However, by the time the credit crisis hit its pinnacle in 2009, Lichtenstein had $7.3 billion in debt—largely because he financed the purchase of the Extended Stay hotel chain—and $200 million in equity. The hotel chain went into bankruptcy protection. Later that same year, Lichtenstein's Lightstone sold off 22 of its outlet malls for $2.3 billion. Though the malls had been bought in 2003 for $638 million, that profit wasn't enough to take care of the Extended Stay mess.

Lichtenstein was on the hook for $100 million personally in the Extended Stay debacle due to a "bad boy" clause in his original purchase agreement. Basically, his agreement to purchase Extended Stay said that if the hotel chain voluntarily sought bankruptcy protection, Lichtenstein would be required to pay his lenders a fine. This didn't sit well with Lichtenstein and he took his lenders to court to fight it. He was unsuccessful and eventually paid the $100 million fine. Then he sued his lawyers alleging legal malpractice for bad legal advice that led to that bad boy clause. He sought $104 million in damages but the case was dismissed.
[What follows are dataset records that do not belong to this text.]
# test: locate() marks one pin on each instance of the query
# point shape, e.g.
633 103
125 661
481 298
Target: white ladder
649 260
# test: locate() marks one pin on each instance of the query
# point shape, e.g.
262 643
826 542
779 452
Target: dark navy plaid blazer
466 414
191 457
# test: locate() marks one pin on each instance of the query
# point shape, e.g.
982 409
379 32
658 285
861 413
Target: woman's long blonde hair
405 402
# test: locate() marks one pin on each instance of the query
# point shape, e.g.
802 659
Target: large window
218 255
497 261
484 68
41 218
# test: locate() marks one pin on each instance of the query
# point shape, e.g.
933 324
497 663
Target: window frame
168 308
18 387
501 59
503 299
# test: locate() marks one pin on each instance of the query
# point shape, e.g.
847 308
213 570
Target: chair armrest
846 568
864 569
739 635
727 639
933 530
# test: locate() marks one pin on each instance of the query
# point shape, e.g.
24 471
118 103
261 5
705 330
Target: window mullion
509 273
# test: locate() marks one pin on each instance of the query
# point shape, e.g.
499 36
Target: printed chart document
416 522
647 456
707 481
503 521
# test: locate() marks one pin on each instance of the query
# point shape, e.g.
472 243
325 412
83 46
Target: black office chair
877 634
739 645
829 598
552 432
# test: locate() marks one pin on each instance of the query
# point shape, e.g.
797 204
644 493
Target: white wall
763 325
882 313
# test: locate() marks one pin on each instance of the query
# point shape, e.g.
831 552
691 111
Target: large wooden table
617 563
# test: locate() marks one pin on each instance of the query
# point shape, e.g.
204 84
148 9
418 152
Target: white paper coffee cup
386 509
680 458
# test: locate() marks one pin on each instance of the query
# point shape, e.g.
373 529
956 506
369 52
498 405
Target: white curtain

Lichtenstein was at a career low in 2013. However, like a phoenix, he rose from the ashes of the Extended Stay debacle. Now, he is in the process of developing budget-conscious hotels with a hipper vibe for Marriott's Moxy brand. These hotels will be aimed at millennials who tend to turn to Airbnb rather than hotels for their lodgings. Four of these outposts are in the works in New York City; two are planned for Los Angeles, and the final (for now) in Miami.

Lichtenstein has made an astounding comeback, aided in no small part by the rebounding (and in many areas, soaring) real estate market. Through Lightstone, Lichtenstein is developing luxury residential buildings in the Financial District of Manhattan and Long Island City. In Brooklyn. Lightstone's Bond Street project has 700 luxury rental apartments.

All in all, right now, Lichtenstein has his hands in $2 billion worth of in progress projects. Although these days, he is quick to point out that debt is not his friend and he firmly sticks to the industry standard of 50% debt or less.